Bug 688711

Summary: Receiving periodic swarms of 'kernel:Uhhuh. NMI received for unknown reason 31|00|21 on CPU N.
Product: Red Hat Enterprise Linux 6 Reporter: Barry Marson <bmarson>
Component: kernelAssignee: Don Zickus <dzickus>
Status: CLOSED DUPLICATE QA Contact: Red Hat Kernel QE team <kernel-qe>
Severity: high Docs Contact:
Priority: high    
Version: 6.1CC: arozansk, higkoohk, prarit
Target Milestone: rc   
Target Release: 6.1   
Hardware: x86_64   
OS: Linux   
Whiteboard:
Fixed In Version: Doc Type: Bug Fix
Doc Text:
Story Points: ---
Clone Of: Environment:
Last Closed: 2011-03-18 15:11:58 UTC Type: ---
Regression: --- Mount Type: ---
Documentation: --- CRM:
Verified Versions: Category: ---
oVirt Team: --- RHEL 7.3 requirements from Atomic Host:
Cloudforms Team: --- Target Upstream Version:
Attachments:
Description Flags
cpuinfo file from bigi system none

Description Barry Marson 2011-03-17 19:24:02 UTC
Created attachment 486086 [details]
cpuinfo file from bigi system

Description of problem:
The bigi testbed which runs SPECsfs NFS worload is receiving messages of the form ...

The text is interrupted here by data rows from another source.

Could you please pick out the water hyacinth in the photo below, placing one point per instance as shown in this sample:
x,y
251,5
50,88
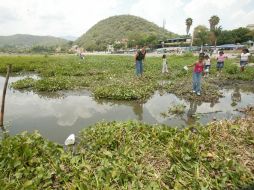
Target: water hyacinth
x,y
132,155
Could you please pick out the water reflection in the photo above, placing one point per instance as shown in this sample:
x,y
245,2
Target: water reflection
x,y
236,95
56,115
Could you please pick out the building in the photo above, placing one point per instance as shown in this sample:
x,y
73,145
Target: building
x,y
250,26
176,42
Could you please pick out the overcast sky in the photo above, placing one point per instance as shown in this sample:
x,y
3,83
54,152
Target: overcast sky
x,y
75,17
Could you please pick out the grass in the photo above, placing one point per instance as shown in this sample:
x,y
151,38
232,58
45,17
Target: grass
x,y
113,77
134,155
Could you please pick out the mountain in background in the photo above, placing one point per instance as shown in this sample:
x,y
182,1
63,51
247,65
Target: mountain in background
x,y
69,38
28,41
124,28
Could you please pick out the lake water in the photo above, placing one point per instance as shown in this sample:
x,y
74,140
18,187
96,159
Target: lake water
x,y
56,115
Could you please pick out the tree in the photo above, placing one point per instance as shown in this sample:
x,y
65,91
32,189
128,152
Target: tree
x,y
188,24
215,33
214,21
201,35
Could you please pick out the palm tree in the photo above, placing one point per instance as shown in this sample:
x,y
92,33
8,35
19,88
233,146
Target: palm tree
x,y
214,21
215,34
188,24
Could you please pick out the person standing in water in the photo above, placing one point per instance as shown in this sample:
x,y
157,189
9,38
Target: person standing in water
x,y
197,74
244,59
139,61
164,64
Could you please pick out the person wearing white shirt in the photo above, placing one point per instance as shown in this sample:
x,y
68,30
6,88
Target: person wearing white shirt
x,y
244,58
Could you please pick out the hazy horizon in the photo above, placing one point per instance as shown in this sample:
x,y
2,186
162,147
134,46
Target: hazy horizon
x,y
65,18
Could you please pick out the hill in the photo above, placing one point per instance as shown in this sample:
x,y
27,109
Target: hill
x,y
130,29
27,41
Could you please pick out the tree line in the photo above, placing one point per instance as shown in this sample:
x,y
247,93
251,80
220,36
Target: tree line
x,y
215,35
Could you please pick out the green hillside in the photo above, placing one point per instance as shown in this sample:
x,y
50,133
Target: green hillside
x,y
27,41
131,29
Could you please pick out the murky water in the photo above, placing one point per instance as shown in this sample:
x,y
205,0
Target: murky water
x,y
56,115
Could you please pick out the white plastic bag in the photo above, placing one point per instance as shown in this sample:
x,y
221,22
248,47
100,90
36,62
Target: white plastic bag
x,y
70,140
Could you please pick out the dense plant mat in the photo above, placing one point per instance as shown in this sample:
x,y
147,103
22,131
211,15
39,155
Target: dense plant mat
x,y
113,77
132,155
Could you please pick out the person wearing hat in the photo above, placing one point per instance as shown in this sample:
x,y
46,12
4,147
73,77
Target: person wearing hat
x,y
244,59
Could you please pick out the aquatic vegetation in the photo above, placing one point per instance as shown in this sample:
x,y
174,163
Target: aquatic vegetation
x,y
177,110
132,155
113,77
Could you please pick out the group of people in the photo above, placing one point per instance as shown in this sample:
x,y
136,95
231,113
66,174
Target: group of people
x,y
204,64
201,67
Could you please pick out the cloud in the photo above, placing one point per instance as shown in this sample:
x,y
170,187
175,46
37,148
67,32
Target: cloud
x,y
7,15
65,17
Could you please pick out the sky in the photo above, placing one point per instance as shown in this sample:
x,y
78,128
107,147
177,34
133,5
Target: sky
x,y
75,17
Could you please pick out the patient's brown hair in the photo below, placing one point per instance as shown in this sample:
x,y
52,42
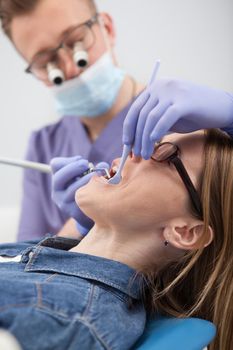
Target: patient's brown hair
x,y
203,284
12,8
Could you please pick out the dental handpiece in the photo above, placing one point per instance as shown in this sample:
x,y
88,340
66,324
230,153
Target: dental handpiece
x,y
46,168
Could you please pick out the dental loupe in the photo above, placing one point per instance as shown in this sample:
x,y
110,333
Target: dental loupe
x,y
55,75
80,55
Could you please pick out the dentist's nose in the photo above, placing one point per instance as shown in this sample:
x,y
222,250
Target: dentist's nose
x,y
67,65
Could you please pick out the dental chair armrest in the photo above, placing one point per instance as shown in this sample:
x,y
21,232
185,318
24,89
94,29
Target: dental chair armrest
x,y
165,333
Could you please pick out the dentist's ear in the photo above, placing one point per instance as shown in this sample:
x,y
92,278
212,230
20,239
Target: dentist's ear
x,y
188,234
107,22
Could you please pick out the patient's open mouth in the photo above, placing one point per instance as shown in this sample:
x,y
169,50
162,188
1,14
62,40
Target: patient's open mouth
x,y
112,172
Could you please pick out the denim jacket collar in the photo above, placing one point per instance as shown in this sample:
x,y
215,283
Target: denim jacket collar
x,y
51,255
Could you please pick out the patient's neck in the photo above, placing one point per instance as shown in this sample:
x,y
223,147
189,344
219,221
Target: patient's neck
x,y
131,248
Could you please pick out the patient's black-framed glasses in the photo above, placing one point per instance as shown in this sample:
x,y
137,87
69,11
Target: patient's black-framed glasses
x,y
80,33
169,152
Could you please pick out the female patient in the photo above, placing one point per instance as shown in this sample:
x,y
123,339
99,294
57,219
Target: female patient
x,y
162,242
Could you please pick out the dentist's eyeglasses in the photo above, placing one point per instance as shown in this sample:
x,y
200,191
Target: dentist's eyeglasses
x,y
169,152
80,34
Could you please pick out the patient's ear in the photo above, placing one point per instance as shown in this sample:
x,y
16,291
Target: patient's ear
x,y
187,234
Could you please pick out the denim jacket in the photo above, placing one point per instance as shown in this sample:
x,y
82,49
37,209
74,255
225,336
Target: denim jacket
x,y
51,298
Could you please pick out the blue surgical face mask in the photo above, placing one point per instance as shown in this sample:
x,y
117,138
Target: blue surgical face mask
x,y
93,92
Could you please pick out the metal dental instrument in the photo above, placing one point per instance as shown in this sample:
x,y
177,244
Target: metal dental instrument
x,y
45,168
127,148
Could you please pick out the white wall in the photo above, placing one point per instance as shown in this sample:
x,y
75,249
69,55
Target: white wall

Message from syslogd@bigi at Mar 16 17:17:21 ...
 kernel:Uhhuh. NMI received for unknown reason 31 on CPU 0.

Message from syslogd@bigi at Mar 16 17:17:21 ...
 kernel:Do you have a strange power saving mode enabled?

Message from syslogd@bigi at Mar 16 17:17:21 ...
 kernel:Dazed and confused, but trying to continue

Message from syslogd@bigi at Mar 16 17:17:21 ...
 kernel:Uhhuh. NMI received for unknown reason 00 on CPU 1.

Message from syslogd@bigi at Mar 16 17:17:21 ...
 kernel:Do you have a strange power saving mode enabled?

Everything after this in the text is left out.